MIT Center for Information Systems Research
- Abbreviation: CISR
- Formation: 1974
- Type: Research center
- Location: Cambridge, MA, US;
- Director: Stephanie Woerner
- Website: cisr.mit.edu

= MIT Center for Information Systems Research =

Research center at the Massachusetts Institute of Technology

The MIT Center for Information Systems Research (CISR) is a research center at the MIT Sloan School of Management founded in 1974. MIT CISR's research focuses on the use of information technology and management in complex organizations. Its mission is to "develop concepts and frameworks to help executives address the IT-related challenges of leading increasingly dynamic, global, and information-intensive organizations."

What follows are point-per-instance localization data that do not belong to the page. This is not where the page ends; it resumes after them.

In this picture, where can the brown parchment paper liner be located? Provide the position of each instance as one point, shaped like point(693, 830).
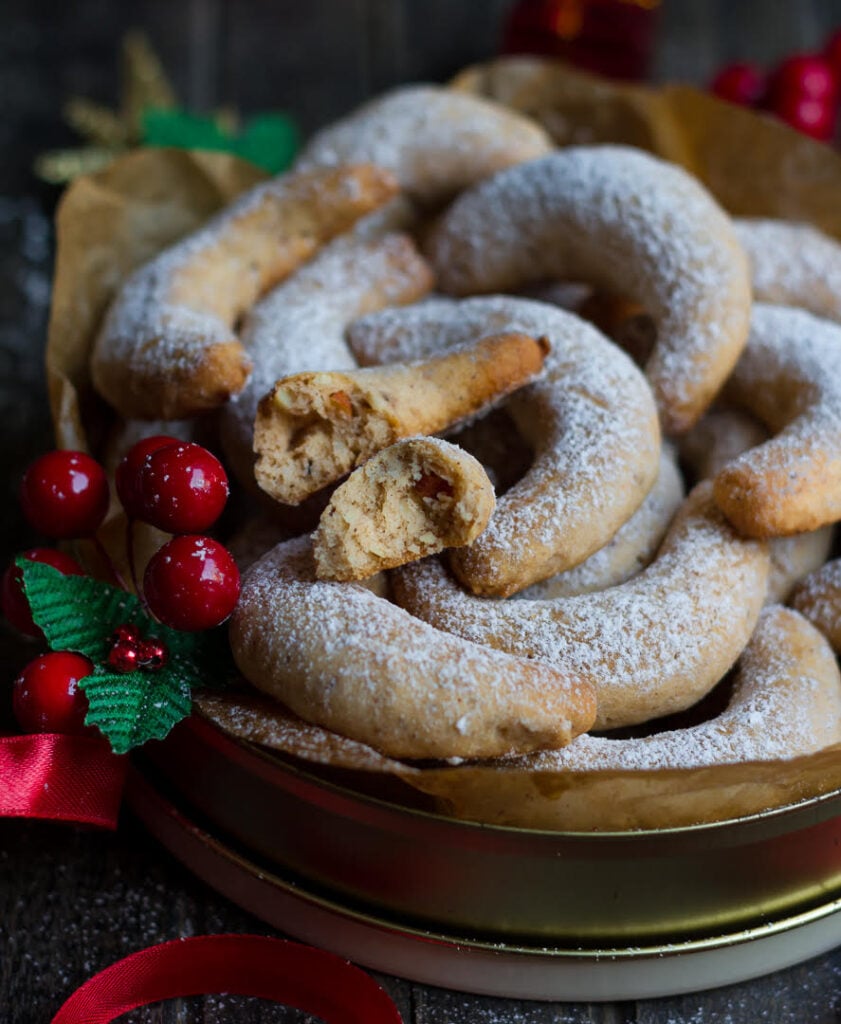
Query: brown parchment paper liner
point(111, 221)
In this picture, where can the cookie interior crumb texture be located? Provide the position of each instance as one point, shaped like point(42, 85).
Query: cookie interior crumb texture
point(411, 500)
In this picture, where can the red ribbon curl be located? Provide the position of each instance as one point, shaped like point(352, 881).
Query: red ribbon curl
point(57, 777)
point(302, 977)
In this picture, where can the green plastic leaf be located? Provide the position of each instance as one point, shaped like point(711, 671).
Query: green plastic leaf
point(80, 613)
point(268, 140)
point(183, 130)
point(77, 612)
point(132, 708)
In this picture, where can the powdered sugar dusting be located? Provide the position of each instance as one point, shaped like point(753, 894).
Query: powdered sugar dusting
point(300, 325)
point(783, 706)
point(654, 645)
point(590, 418)
point(630, 223)
point(436, 141)
point(793, 264)
point(790, 377)
point(339, 655)
point(631, 548)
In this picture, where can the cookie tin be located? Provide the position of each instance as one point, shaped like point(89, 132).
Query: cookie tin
point(470, 964)
point(501, 885)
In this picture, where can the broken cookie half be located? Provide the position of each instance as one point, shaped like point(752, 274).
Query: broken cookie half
point(412, 499)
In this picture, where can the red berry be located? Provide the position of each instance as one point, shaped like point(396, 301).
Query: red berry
point(46, 695)
point(125, 477)
point(740, 83)
point(13, 600)
point(182, 488)
point(812, 117)
point(65, 494)
point(192, 583)
point(124, 656)
point(803, 76)
point(832, 53)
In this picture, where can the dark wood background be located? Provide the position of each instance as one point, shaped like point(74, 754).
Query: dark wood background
point(72, 901)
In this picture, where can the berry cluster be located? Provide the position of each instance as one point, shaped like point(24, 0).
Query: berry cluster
point(803, 90)
point(191, 584)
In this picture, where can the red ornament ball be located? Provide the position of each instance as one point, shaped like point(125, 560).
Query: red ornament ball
point(65, 494)
point(804, 76)
point(13, 600)
point(832, 53)
point(181, 488)
point(742, 83)
point(192, 583)
point(811, 117)
point(125, 477)
point(46, 696)
point(124, 656)
point(153, 654)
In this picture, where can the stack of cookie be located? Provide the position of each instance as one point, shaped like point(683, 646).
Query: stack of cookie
point(502, 522)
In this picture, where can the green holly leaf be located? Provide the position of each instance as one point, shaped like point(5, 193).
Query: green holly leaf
point(80, 613)
point(268, 140)
point(131, 708)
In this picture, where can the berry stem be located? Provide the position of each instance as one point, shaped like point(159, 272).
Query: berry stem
point(132, 563)
point(115, 573)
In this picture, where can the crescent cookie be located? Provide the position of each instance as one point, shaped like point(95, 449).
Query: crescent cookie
point(300, 324)
point(793, 264)
point(790, 378)
point(632, 547)
point(167, 348)
point(629, 223)
point(314, 427)
point(590, 420)
point(413, 499)
point(786, 701)
point(435, 141)
point(344, 658)
point(720, 436)
point(650, 646)
point(818, 598)
point(786, 704)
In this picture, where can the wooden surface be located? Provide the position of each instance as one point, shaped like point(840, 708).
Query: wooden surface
point(73, 901)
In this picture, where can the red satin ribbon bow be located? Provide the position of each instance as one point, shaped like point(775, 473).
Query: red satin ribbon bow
point(60, 778)
point(307, 979)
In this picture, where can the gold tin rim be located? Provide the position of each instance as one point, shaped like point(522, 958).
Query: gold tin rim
point(300, 767)
point(257, 867)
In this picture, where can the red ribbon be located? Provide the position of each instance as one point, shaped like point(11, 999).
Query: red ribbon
point(60, 778)
point(77, 778)
point(307, 979)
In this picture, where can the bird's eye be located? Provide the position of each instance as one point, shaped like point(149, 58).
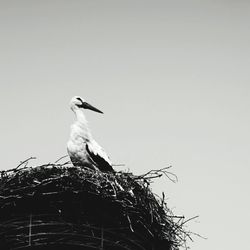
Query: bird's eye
point(79, 99)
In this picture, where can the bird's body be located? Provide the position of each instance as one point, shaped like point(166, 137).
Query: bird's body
point(82, 148)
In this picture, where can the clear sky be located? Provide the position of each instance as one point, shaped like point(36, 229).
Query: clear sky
point(172, 78)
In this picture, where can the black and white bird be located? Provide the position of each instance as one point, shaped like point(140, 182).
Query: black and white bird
point(83, 150)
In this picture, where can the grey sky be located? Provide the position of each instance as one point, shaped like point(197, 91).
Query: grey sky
point(172, 78)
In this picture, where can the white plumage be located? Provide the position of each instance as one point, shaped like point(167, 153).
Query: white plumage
point(82, 148)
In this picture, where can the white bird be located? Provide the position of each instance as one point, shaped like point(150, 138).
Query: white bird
point(83, 150)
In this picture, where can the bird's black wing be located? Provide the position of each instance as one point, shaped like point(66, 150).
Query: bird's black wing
point(98, 160)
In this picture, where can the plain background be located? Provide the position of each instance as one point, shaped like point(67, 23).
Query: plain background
point(172, 78)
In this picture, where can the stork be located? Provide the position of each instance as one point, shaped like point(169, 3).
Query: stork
point(83, 150)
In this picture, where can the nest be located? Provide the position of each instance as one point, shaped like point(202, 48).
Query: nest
point(60, 205)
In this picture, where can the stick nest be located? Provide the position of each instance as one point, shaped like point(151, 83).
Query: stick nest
point(60, 204)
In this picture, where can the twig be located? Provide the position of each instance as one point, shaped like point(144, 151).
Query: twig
point(61, 158)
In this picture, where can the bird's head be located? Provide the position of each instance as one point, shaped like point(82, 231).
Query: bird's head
point(79, 103)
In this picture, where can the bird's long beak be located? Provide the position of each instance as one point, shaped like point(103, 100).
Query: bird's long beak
point(86, 105)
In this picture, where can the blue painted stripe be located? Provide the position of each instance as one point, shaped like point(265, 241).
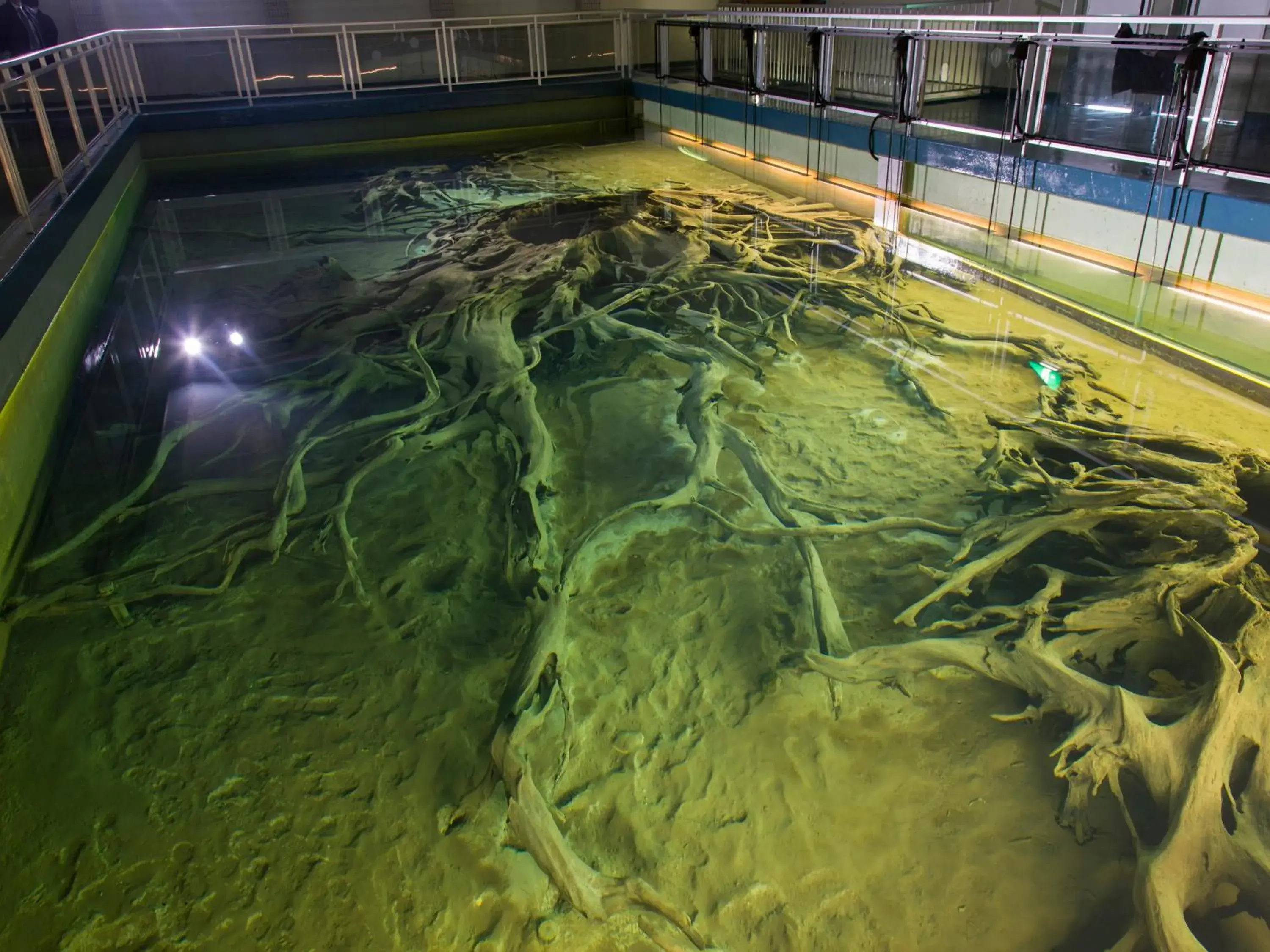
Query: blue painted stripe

The Center for Information Systems Research has done groundbreaking research in the areas of managerial computing, executive support systems, critical success factors, IT governance, IT portfolio management, operating model, and enterprise architecture.

== History ==
The Center for Information Systems Research (CISR) was established in 1974 by the MIT Alfred P. Sloan School of Management. Its initial mission was described as: To conduct research on the effective use of computer-based information systems, and in particular concern itself with helping managers deal with questions of information system effectiveness. Among its first scientists were John F. Rockart, Norman Rasmussen, Peter Chen, John J. Donovan, Stuart Madnick, Henry D. Jacoby, Peter G.W. Keen, Charles B. Stabell, Steve Alter and Michael J. Ginzberg.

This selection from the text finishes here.